Use the transform/normalize_agent_metrics processor from §3 to add gen_ai.system attributes to Claude Code and Codex telemetry for unified dashboard queries.

For dashboards and alerting, treat gen_ai.token.type as an open set. Keep normalizations additive (for example, mapping vendor-specific cache counters into a shared label) instead of rewriting unfamiliar values away.

7.7 Watchlist: Agent Identity and Sandbox SemConv Proposals

OpenTelemetry upstream is discussing new semantic conventions for AI agent identity/trust and AI sandbox execution (semantic-conventions#3582, semantic-conventions#3583). These are proposals only; this skill should not present agent.* or sandbox.* as stable OpenTelemetry fields yet.

There is also an active proposal for a dedicated skill span concept (semantic-conventions#3540). Do not assume gen_ai.skill.* naming is finalized; keep skill/tool execution modeling behind collector transforms or dashboard aliasing until conventions stabilize.

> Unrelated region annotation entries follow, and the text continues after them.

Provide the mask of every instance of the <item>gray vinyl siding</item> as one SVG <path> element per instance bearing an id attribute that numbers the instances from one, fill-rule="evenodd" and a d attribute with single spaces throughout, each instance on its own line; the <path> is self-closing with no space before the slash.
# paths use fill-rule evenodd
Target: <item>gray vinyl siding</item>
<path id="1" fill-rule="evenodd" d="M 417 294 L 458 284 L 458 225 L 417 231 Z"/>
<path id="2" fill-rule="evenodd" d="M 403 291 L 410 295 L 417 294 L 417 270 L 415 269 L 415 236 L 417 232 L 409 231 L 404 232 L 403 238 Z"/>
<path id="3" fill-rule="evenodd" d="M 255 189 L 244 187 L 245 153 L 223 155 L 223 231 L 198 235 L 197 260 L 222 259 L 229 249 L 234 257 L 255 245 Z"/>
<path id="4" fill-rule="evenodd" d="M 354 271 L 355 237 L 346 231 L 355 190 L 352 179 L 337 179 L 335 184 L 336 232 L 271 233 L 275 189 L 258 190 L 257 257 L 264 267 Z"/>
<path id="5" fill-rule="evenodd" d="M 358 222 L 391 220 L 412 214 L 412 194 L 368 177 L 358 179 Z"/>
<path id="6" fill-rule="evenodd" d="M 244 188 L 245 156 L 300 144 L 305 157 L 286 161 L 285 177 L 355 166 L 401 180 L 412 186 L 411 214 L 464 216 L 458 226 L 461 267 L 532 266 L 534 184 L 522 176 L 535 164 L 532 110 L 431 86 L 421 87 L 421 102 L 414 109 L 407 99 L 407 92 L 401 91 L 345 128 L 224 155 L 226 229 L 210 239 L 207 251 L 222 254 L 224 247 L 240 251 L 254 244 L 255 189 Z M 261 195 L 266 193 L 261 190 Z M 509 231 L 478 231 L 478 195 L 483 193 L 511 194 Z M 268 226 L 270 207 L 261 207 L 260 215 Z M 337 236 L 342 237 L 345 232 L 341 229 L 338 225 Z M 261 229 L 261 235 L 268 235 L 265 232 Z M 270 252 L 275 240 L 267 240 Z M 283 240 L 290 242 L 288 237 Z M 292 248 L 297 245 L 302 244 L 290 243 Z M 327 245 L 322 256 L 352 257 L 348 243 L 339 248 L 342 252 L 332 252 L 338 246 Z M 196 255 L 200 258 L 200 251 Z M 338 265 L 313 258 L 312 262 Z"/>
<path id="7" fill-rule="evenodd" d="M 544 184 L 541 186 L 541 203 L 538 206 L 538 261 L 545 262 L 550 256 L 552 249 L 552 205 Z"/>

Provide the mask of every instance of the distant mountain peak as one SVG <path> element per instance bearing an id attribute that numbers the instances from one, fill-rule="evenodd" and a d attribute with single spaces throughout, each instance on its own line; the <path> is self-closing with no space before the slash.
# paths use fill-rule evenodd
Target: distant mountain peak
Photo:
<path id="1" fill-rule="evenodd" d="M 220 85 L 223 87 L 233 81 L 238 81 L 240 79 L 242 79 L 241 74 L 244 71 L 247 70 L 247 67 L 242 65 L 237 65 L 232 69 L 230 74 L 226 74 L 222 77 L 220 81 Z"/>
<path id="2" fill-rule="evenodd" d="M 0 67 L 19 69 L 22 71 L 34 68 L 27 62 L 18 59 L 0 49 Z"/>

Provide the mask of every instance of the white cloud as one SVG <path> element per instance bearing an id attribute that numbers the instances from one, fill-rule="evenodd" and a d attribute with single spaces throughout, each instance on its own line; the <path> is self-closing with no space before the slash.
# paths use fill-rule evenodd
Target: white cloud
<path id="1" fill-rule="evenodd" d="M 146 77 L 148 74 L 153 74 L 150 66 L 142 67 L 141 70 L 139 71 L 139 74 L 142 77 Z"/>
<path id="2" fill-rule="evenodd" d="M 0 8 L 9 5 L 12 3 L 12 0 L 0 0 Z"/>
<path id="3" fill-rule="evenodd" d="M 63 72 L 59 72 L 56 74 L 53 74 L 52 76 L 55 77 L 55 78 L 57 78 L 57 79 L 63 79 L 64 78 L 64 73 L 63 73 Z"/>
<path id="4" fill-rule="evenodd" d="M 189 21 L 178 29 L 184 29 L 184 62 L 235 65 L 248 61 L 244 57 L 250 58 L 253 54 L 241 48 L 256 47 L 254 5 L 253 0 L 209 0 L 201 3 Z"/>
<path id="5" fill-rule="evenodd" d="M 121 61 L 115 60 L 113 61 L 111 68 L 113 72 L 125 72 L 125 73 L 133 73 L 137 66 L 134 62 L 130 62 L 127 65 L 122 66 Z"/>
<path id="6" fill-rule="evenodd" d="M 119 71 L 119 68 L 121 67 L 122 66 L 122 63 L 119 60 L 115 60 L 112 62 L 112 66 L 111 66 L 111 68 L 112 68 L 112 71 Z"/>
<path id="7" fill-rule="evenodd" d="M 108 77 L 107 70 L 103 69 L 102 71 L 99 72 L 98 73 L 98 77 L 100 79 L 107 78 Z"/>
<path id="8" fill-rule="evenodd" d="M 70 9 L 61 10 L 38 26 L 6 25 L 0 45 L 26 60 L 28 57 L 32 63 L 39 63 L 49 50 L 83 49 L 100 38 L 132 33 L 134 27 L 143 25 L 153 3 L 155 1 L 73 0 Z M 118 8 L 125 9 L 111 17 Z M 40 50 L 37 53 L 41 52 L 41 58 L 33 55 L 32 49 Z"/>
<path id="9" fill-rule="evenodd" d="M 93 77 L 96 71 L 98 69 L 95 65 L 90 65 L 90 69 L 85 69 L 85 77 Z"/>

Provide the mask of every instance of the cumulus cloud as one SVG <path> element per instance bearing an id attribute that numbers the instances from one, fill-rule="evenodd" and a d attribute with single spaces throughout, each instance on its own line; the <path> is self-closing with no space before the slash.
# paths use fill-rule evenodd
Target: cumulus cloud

Current guidance until conventions stabilize:

• Keep using stable gen_ai.*, core resource attributes, and vendor-specific fields that already exist.
• If you must model agent identity, trust, or sandbox metadata today, place it under an organization-controlled custom namespace (for example, company.agent.id, company.agent.trust_level, company.sandbox.runtime) rather than betting on proposed upstream names.
• Treat sandbox telemetry as a deployment/runtime concern first: make graceful flush, short-lived process export, and network-isolated delivery work before standardizing attribute names.
• Do not use proposed agent or sandbox IDs as metric dimensions unless you have verified bounded cardinality; keep high-cardinality identifiers in traces/logs only.

When these proposals become an OTEP or merge into the semantic conventions repository, update collector transforms and dashboard examples deliberately rather than bulk-renaming attributes prematurely.